Solskin
Hope is the great deceiver. Hope is the piper who leads us sleepy to our slaughter.”― Brent Weeks.
Today, we put scPharmaceuticals Inc. (NASDAQ:SCPH) in the spotlight. The stock was added to the Russell 2000 (RTY) and Russell 3000 indexes this summer. The company has gotten a lot of recent positive analyst firm commentary, but the stock has a huge, short position in it. Who is right about the company’s prospects? An analysis follows below.
Company Overview:
scPharmaceuticals, Inc. is based just outside of Boston in Burlington, MA. The company is focused on developing and commercializing products that have the potential to optimize the delivery of infused therapies and advance patient care. The stock trades for around $7.50 a share and sports an approximate market capitalization of $275 million.
Company Website
The company’s main and only real asset at this time is a product called FUROSCIX. This is delivered via an on-body infusor that delivers the formulation of furosemide for treatment of congestion in patients with heart failure. This device delivers an 80mg dose of Furoscix. The first 30mg is administered over the first hour followed by 12.5mg per hour for the subsequent 4 hours. This candidate was approved late in 2022 by the FDA. The company launched FUROSCIX this February and second quarter results recorded its first full quarter of sales.
Second Quarter Results:
scPharmaceuticals posted its second quarter numbers on August 10th. The company had a GAAP loss on $1.63 million. Both top and bottom-line results were in line with the analyst consensus. Other tidbits from the earnings report include:
1,163 total FUROSCIX prescriptions were written in the quarter, with 604 filled during the quarter. Each prescription averaged 5.21 doses and the company added 10 sales territories during the quarter to bring that total to 54. Importantly, scPharmaceuticals obtained national Medicaid coverage of FUROSCIX during the quarter and that coverage became effective on the first day of July. Leadership noted currently approximately 60% of all heart failure patients can access FUROSCIX under fixed tier co-pays of $100 or less. The company’s longer-term goal is to get that number to 75%.
The company reduced its inventory of FUROSCIX from 17 weeks of supply at the start of the second quarter to five weeks at the end of the quarter. Management also noted on its second quarter conference call that July was the best month of sales yet, which bodes well for third quarter performance.
Analyst Commentary & Balance Sheet:
Last week, Craig-Hallum initiated the stock as a new Buy with a $20 price target. Over the past month, H.C. Wainwright ($18 price target), Maxim Group ($20 price target) and Jefferies ($16 price target) have also reissued Buy ratings on the company.
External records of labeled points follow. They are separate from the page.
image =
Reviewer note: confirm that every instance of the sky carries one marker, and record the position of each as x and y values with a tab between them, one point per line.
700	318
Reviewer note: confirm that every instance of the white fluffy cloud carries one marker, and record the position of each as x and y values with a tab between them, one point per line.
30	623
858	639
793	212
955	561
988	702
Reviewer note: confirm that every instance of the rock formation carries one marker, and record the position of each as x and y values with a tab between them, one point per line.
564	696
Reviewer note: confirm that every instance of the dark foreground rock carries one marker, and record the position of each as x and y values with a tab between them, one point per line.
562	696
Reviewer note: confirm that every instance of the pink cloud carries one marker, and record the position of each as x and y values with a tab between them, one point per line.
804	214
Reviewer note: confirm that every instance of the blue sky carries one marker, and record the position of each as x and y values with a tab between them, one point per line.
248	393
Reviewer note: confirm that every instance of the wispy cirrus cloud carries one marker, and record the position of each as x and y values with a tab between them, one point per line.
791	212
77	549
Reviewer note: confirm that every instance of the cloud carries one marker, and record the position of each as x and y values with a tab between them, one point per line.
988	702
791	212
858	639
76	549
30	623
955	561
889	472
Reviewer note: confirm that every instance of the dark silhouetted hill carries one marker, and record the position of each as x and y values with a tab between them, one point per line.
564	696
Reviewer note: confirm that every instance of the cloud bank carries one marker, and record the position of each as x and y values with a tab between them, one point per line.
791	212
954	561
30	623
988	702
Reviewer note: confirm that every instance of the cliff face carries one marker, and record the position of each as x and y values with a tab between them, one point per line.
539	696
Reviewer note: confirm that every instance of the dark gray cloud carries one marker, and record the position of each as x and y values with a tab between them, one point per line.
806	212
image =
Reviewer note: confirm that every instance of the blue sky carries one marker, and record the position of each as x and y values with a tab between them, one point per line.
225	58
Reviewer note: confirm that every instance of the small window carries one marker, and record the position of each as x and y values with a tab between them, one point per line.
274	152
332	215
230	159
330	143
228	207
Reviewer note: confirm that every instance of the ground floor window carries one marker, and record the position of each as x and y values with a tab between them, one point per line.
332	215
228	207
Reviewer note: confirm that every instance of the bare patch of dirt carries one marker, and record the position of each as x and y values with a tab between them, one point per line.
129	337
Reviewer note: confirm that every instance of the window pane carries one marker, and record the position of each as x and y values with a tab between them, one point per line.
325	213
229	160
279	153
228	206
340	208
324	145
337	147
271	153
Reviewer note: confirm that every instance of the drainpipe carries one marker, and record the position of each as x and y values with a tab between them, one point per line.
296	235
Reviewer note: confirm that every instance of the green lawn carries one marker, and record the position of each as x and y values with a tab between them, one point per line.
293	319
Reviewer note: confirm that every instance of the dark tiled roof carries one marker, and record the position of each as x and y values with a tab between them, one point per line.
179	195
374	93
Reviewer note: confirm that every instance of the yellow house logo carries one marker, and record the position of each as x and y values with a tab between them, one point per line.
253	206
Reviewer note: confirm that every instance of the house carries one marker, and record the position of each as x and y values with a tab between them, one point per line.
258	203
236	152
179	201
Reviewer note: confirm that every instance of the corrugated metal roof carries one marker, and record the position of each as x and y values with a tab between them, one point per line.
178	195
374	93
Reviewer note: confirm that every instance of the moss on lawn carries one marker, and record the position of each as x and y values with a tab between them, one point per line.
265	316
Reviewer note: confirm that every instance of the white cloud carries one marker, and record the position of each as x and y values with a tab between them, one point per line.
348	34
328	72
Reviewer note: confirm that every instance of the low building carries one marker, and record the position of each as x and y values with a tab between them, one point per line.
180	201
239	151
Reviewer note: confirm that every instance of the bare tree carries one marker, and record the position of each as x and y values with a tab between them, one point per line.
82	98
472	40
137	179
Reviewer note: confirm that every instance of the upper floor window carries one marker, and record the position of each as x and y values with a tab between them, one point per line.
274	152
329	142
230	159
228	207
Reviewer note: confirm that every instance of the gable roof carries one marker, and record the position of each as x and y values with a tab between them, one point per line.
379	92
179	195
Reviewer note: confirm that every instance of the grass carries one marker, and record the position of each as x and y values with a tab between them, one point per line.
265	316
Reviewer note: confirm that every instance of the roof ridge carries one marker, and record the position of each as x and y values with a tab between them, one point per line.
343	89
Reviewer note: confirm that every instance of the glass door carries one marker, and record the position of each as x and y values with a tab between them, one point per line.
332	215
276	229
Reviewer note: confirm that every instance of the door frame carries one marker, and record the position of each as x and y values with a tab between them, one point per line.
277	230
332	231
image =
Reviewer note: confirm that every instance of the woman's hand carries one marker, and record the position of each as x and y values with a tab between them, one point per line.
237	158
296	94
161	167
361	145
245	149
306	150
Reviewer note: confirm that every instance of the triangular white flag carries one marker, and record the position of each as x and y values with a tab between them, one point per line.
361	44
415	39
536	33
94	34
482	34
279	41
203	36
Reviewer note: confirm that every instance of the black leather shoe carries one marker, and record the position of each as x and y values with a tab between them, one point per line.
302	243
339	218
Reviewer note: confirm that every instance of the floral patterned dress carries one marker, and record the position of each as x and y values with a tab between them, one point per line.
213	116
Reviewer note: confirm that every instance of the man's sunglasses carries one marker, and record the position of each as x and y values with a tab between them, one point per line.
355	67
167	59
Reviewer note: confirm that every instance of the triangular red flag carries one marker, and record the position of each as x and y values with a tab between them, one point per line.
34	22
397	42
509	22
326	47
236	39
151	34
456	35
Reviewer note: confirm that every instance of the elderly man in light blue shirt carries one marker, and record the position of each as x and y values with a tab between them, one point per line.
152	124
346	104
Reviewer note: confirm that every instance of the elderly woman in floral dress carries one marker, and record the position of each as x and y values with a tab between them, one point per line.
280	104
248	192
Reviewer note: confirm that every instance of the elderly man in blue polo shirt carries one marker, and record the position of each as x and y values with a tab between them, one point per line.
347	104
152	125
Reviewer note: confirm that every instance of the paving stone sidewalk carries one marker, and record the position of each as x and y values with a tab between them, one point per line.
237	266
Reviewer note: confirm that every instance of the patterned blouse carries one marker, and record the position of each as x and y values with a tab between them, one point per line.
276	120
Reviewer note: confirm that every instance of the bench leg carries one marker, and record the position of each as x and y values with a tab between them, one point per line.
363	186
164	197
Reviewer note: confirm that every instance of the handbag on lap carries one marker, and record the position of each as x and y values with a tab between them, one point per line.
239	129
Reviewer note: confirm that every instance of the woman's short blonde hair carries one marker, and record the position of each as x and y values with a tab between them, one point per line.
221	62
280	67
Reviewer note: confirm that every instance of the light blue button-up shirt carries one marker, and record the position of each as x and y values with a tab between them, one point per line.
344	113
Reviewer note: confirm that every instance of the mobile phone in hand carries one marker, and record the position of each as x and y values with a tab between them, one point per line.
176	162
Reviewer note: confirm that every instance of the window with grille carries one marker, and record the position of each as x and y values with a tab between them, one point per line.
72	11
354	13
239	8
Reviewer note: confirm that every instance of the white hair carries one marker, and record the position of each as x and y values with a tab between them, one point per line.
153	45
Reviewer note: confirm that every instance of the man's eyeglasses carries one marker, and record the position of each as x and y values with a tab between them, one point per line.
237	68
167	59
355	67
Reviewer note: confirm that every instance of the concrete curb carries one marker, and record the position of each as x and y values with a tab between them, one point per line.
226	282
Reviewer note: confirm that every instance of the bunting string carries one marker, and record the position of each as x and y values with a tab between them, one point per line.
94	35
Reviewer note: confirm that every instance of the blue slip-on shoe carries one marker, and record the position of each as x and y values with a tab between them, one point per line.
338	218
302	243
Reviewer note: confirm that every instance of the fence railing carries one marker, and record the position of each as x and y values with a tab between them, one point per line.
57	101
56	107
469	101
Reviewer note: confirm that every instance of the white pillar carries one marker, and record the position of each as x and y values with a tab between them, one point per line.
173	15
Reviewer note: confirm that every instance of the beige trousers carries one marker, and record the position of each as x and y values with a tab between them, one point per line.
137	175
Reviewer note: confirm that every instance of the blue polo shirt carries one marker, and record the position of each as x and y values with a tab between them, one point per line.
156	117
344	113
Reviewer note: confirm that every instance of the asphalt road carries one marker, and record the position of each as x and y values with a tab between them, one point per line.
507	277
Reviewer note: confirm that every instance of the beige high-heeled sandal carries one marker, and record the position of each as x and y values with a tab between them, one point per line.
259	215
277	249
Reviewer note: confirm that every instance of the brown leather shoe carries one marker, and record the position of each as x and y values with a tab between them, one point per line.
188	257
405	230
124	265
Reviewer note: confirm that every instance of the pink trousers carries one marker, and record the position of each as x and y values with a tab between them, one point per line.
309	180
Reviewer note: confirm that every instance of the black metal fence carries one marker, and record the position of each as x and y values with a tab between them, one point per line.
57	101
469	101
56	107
Just over one third of the outstanding float is currently held short, a very large percentage for a small cap stock. There has been no insider activity in the stock so far in 2023. After reporting net loss of $14.2 million for the second quarter, the company ended the first half of 2023 with approximately $103 million in cash and marketable securities on its balance sheet. scPharmaceuticals had approximately $17 million of long-term debt at the end of 1H2023. The company opened a $100 million secured debt facility with funds managed by Oaktree Capital Management in the fourth quarter of last year.
Verdict:
The company loss $1.30 a share in FY2022 on zero revenues. The analyst firm consensus has sales coming in at just under $13 million this year with a loss of $1.40 a share. Losses are expected to fall to $1.14 a share in FY2024 as sales surge to nearly $40 million.
The most bullish argument for owning the stock is management’s belief in the potential market for FUROSCIX. Leadership believes their product is appropriate for 2.1 million of the annual heart failures in the United States. At $3,300 for a four-dose regiment of FUROSCIX that amounts to some $7 billion.
Given more than a third of the company’s shares are held short, a lot of investors don’t share management’s enthusiasm for FUROSCIX’s potential. Personally, I would like to see a few more quarters of FUROSCIX revenues to properly projects the product’s sales ramp and be able to chart a realistic path to profitability. Therefore, while I will keep an eye on this story, I am passing on any investment recommendation on SCPH for the time being. This is likely a company we will revisit sometime in 2024 to see how the FUROSCIX marketing rollout is progressing.
There is doom to be everywhere if doom is what you seek.”― Olivie Blake.